この線って何?
ブログをご覧の皆様こんにちは。
ギター弾いてますか?
トレモロユニットを搭載しているエレキギターのトレモロパネル、外してみると現れるハンガー部分についているこの線。初めて目にした時はなんだこれ?って思う方も多いのではないかと思います。
じつはこの線、とっても大切な役割があるのです!!
ということで今回はこの線について簡単に説明させていただきます。
※今回の記事では初心者の方に向けてできるだけ簡単、かつ分かりやすく解説していくことに重きを置きます。少々軽めの内容となりますが最後までお付き合いください。
さて。この謎の線はいったい何なのか?
結論から言うと【弦アース】をとるための線なんです。
いやいや弦アースってなんなの??ってお話ですが、皆さんはエレキギターやエレキベースを演奏する際に、弦やブリッジから手を離すとノイズが出て、触れるとノイズがなくなる、なんて経験ありませんか?
めちゃくちゃザックリ言うとこれが弦アースなんです。
そもそもエレキギターは弦(金属)の振動をピックアップ(マイク)で拾い、アンプで増幅させてスピーカーから出力しています。
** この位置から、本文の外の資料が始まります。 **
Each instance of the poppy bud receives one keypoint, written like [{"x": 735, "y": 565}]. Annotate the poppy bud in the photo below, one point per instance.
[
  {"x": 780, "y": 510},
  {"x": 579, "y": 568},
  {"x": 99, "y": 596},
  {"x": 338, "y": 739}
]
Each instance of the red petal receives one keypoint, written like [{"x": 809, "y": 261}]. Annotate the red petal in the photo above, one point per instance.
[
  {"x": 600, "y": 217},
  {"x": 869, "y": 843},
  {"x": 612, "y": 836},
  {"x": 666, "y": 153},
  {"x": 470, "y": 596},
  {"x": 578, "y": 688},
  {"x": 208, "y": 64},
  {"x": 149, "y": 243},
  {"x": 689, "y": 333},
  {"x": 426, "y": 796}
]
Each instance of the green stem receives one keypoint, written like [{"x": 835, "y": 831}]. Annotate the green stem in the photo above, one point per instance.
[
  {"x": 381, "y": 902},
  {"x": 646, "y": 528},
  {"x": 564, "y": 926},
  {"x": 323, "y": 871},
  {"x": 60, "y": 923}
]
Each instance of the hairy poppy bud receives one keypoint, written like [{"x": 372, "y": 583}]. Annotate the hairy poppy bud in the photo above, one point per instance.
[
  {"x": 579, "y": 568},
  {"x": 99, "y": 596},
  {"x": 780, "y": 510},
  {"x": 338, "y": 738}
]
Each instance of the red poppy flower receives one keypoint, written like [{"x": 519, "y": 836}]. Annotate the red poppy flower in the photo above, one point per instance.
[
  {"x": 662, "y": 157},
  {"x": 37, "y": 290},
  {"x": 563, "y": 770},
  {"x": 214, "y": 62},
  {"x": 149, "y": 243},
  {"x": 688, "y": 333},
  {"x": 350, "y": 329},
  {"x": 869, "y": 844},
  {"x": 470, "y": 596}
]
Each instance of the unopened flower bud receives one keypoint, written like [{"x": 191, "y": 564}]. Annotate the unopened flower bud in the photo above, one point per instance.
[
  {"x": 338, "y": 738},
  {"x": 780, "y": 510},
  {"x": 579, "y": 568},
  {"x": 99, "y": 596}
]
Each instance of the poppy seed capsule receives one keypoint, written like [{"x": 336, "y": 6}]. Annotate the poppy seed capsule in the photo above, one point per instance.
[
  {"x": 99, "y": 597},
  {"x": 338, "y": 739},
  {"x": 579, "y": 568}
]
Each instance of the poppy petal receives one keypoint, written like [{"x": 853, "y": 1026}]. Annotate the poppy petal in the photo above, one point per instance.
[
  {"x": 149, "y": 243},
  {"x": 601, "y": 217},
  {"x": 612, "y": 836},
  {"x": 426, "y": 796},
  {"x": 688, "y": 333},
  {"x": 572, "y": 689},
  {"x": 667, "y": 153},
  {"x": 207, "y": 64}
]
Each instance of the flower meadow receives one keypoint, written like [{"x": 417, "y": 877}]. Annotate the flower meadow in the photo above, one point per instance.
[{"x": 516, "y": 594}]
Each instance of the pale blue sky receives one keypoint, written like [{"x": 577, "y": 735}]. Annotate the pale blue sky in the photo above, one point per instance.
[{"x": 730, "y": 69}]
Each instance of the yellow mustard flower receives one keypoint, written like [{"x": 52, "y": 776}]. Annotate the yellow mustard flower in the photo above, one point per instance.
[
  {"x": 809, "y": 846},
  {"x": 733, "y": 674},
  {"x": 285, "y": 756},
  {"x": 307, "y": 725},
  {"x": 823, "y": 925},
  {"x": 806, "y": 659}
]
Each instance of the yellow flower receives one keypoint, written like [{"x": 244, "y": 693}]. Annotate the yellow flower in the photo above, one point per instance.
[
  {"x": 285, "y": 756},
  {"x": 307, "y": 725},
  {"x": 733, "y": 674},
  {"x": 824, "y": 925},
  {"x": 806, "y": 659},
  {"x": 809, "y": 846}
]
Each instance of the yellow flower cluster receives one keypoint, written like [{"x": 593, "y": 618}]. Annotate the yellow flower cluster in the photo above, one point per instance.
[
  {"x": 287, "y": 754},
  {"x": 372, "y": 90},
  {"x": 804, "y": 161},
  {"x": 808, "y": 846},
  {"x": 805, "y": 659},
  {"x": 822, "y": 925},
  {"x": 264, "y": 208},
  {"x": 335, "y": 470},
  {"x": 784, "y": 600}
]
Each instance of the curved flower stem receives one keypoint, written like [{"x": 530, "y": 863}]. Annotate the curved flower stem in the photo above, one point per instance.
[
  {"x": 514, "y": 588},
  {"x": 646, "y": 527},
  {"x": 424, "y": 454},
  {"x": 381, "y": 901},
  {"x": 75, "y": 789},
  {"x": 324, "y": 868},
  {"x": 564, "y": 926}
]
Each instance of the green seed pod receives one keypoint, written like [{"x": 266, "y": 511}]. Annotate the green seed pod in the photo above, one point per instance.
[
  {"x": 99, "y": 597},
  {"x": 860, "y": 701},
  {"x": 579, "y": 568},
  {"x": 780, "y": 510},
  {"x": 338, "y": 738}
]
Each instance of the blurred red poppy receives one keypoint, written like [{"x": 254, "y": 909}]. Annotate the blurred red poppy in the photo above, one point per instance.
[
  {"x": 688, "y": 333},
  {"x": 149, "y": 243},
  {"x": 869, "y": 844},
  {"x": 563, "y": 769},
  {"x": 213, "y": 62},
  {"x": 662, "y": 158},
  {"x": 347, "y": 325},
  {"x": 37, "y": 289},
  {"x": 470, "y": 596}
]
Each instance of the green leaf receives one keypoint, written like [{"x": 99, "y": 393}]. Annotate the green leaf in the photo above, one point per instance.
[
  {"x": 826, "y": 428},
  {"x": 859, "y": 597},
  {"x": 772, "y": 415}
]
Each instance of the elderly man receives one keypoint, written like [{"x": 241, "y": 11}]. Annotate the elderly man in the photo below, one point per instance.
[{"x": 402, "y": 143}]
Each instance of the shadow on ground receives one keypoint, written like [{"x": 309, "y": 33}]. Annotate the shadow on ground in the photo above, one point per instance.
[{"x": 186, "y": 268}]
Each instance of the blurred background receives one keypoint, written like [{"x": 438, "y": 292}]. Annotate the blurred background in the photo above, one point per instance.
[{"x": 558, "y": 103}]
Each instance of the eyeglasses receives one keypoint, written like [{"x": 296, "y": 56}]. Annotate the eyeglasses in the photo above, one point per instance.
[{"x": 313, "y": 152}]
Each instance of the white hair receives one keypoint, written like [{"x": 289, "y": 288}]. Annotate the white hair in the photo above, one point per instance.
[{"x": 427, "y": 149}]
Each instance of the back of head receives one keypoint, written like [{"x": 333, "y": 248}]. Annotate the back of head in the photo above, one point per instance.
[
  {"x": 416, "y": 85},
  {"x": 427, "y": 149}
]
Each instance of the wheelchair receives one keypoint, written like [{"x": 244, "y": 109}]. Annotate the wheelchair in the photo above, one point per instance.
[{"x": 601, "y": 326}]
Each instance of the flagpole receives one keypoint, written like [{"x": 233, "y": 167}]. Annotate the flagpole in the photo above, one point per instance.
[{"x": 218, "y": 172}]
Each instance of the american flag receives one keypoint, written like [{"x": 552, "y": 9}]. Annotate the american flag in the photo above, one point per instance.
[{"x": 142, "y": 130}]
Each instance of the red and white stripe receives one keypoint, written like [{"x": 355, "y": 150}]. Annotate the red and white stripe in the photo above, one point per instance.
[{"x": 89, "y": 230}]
このピックアップというモノ(その他の電子部品も)は構造上、弦の振動だけでなく外来の電磁波も沢山拾ってしまうんです。
で、それを踏まえてギターの形をよーく見てみると
弦振動や電磁波を拾うマイクを中心に電子部品と長ーく伸びた6本の金属弦……
なんかラジオみたいじゃね?
弦なんかまるでアンテナじゃないですか!!
加えて私たち演奏者も導体、つまり電磁波を集めてしまうアンテナになってしまいますのでノイズを増やす原因となっているんです。
弦アースをとってあげると、弦やブリッジに触れることでこの線を通しノイズ源(演奏者)からギターのアースまでが繋がり、そのことによって不要な電磁波(ノイズ)がアースに落ちて快適に演奏が楽しめる、という訳です。
ちなみにトレモロ系のギター以外ではどこに弦アースの線がついているのかといいますと、ベースの大半はブリッジの下に穴があいていてそこから線が出ています。
またレスポールモデルなどに使われているTOMタイプのブリッジでは、ストラップテイルピースのアンカーと繋がっていたりします。

と早々に謎の線についてのお話が終わってしまいましたが、もう一つお伝えしたいことがあるんです。
じつはこの弦アース関係でお客様からのお問い合わせが多いのが、ノブに触れる、または回すとノイズが発生してしまうというものです。
一見すると弦アースとは何の関係も無いように思えるのですが、このお問い合わせをいただくお客様の大半には共通点が見られます。
それはメタルノブのギター/ベースを使用されているお客様ということ。

メタルノブは素材が金属なので演奏者が集めたノイズが、人体→ノブ→ポット→アースと流れていき、弦アースの線と同じ役割を果たしています。
じゃあなぜガサガサ、チリチリとノイズが出るの?ってお話なんですが、それは弦アースとしての金属の接触が不安定だからです。
ノブとポットのシャフト部分は多くの場合、イモネジ1つで固定されています。そのため、シャフトを回すことにより弦アースがくっついたり離れたりしてガサガサ、チリチリとノイズが出てしまうんです。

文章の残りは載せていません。